Pervasive use of Mobile Devices in the Enterprise

December 17th, 2015


User Experience Challenge: Complexity of Mobile Enterprise Ecosystems for Employees

December 17th, 2015

As the lines between work at home and work in the office blur, users expect a consumer-like experience in the enterprise where access to data and functions work seamlessly anywhere. Employees want to interact with business applications the same way they work on personal tasks outside of the office. Most of the time users expect to accomplish tasks on the device that is the most convenient to use at that point in time.

Creating a unified mobile experience for the enterprise comes with great value for employees and the business, but the waters can be hard to navigate.

Some of the major challenges we often see include;

  • Mobile Ecosystem: Definition of the mobile experience and its dependency on the mobile ecosystem
  • Readiness: Varied levels of mobile readiness for downstream applications
  • App Relationships: Lack of functional relationships of enterprise apps and systems to each other within the ecosystem
  • Governance: Established governance of enterprise apps to align to the business strategy and the mobile user experience

Let’s look at an example. Employees may be able to search and view a list of internal job openings on their mobile device, but when they are ready to apply, they are redirected to a desktop application from a third-party tool. From a user’s perspective it can be very frustrating to initiate a task from an optimized mobile experience and then sent over to a less than optimal desktop experience to complete it.

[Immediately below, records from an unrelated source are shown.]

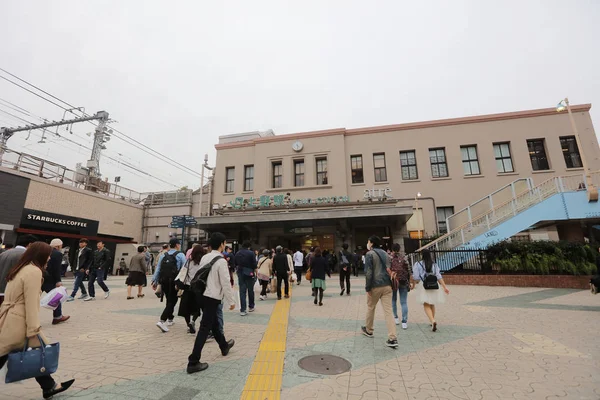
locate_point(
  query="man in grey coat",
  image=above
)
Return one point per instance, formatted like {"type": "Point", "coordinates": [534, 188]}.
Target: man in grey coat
{"type": "Point", "coordinates": [10, 258]}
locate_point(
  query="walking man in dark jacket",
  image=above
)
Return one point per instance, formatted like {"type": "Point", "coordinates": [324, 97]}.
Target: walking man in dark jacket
{"type": "Point", "coordinates": [52, 278]}
{"type": "Point", "coordinates": [281, 266]}
{"type": "Point", "coordinates": [346, 259]}
{"type": "Point", "coordinates": [82, 264]}
{"type": "Point", "coordinates": [100, 264]}
{"type": "Point", "coordinates": [246, 269]}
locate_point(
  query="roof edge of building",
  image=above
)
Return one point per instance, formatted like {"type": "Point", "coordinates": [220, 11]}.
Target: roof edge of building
{"type": "Point", "coordinates": [405, 126]}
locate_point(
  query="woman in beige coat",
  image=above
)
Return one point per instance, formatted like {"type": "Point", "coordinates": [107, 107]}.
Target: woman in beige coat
{"type": "Point", "coordinates": [20, 311]}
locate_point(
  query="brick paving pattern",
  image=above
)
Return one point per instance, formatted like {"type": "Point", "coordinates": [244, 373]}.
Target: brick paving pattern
{"type": "Point", "coordinates": [492, 343]}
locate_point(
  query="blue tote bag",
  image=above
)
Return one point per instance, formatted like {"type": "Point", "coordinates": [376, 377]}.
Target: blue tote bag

So as we think about these challenges, here are some considerations:

  • User Context: Determine when and why users pick up their mobile devices to access functions and data and how this aligns to the mobile experience strategy
  • Mobile Strategy: Establish a core list of enterprise mobile applications and their relationships to each other to support the mobile experience strategy
  • Roadmap: Define a roadmap for short term mobile access and functions vs. access to other systems and apps over time

The UX team believes that an effective mobile strategy should consider these challenges and factor it into the overall plan for the business solution and the user experience.